Each time, the solution was greater government control and less individual freedom, in order to save humanity. Someone had to keep us from destroying the world, and only government could do that for us. Unfortunately for the Chicken Littles among us, the end is not nearing, government has only caused worse problems, and individual freedom has provided virtually all the solutions that we have so far.
Edward: The problem isn’t the Chicken Littles endlessly screaming “the end is near!” The real problem has been the general public’s lack of skepticism of these claims. For decades the public heard the cry, panicked, and went along with the big government proposals offered, even after they had failed time after time after time.

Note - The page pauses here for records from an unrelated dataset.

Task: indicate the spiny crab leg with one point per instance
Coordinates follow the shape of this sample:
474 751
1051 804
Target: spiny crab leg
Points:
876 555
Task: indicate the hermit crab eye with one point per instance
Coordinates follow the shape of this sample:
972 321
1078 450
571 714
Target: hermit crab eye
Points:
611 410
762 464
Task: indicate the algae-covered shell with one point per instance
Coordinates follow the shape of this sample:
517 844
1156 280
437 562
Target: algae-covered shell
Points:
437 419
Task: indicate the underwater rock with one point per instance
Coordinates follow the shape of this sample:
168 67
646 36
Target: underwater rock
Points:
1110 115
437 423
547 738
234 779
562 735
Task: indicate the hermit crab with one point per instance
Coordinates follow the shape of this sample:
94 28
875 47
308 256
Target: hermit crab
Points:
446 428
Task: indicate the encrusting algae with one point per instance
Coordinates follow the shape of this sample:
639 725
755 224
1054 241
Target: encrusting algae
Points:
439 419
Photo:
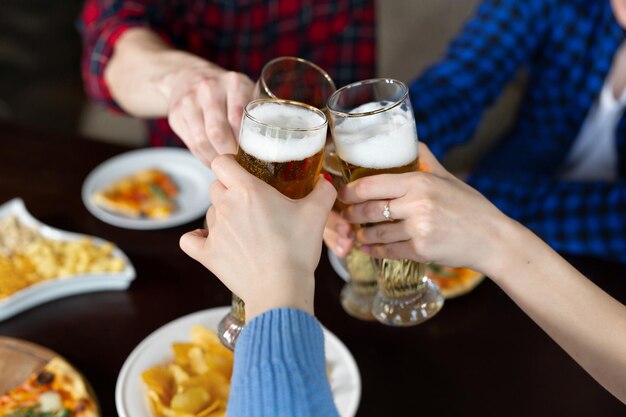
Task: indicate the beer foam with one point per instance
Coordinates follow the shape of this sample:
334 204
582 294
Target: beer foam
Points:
271 144
286 116
379 141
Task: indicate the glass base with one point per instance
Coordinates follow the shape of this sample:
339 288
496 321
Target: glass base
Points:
410 310
356 303
228 330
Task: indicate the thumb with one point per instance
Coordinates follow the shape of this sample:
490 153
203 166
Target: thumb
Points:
192 243
428 162
324 194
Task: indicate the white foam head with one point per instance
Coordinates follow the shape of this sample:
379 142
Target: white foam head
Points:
272 142
378 141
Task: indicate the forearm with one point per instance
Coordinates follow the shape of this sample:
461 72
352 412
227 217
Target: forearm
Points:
142 69
280 368
585 321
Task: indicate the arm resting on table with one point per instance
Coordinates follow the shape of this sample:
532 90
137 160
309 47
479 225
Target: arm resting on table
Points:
585 321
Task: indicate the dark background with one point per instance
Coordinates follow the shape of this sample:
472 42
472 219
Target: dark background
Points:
40 82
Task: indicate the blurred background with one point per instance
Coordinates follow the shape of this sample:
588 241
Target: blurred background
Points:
41 87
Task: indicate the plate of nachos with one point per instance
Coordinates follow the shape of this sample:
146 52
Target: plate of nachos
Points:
182 370
39 263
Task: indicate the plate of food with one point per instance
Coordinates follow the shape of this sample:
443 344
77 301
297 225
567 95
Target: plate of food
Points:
452 282
152 188
39 263
186 352
38 382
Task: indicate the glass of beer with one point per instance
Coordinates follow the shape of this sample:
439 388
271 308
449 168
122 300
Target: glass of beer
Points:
374 131
296 79
282 143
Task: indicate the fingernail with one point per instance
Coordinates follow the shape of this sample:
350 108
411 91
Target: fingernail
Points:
344 242
339 251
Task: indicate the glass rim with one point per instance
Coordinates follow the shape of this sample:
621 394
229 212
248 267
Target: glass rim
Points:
297 59
403 86
291 103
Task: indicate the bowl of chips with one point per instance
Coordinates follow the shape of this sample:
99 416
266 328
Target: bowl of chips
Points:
182 370
39 263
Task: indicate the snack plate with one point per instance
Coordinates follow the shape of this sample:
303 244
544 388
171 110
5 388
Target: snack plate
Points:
61 287
192 178
131 395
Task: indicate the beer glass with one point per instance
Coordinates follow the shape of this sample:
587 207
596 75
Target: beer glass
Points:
288 78
282 143
374 131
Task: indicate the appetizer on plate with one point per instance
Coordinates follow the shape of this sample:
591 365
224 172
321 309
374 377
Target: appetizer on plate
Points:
454 282
197 383
148 193
27 257
58 390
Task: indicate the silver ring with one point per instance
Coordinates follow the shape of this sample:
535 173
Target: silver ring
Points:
387 212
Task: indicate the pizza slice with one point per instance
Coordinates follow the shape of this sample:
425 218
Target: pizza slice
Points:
148 193
58 390
454 282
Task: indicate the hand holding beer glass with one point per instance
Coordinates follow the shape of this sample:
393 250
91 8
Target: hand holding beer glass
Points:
282 143
374 132
288 78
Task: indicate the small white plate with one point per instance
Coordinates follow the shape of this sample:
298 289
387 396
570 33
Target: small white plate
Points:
62 287
131 395
190 175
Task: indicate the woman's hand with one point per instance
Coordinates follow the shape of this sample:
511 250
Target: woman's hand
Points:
437 217
262 245
338 234
206 106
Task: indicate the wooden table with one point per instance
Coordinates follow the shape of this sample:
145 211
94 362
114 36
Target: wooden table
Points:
481 356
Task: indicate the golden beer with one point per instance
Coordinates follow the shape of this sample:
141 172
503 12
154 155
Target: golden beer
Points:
282 143
375 133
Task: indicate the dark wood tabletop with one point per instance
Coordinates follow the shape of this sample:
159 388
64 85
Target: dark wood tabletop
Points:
480 356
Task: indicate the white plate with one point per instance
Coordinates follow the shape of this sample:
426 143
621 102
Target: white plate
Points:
131 395
62 287
339 265
190 175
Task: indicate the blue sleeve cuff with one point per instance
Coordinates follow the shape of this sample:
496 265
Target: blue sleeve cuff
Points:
280 368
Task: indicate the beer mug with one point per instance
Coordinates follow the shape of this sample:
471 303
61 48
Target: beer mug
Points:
373 127
287 78
282 143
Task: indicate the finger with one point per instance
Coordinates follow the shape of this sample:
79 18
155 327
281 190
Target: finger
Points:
383 233
398 250
238 97
338 224
199 144
373 211
192 243
217 192
428 162
210 218
324 194
376 187
336 234
218 130
337 243
229 172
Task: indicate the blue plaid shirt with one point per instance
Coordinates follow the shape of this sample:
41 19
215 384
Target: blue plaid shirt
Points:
567 47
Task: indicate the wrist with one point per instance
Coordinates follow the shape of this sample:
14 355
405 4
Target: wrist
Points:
510 249
286 292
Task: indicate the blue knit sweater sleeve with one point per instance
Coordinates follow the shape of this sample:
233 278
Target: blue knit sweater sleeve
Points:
280 368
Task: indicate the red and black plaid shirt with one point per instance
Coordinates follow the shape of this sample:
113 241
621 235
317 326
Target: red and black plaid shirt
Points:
239 35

I think the Wuhan panic might have finally infused some real skepticism in the general public, both young and old. Did you notice how the push for another panic over MonkeyPox has apparently fizzled? No one is interested, or now sees it for the manipulation that it is. If this is so, it is the best news I’ve seen in decades.
Michael Crichton “Prey” 2002
Crichton got preachy in his later work, like Heinlein, but Crichton was still halfway readable.
Has a lot to say in this novel about public manipulation.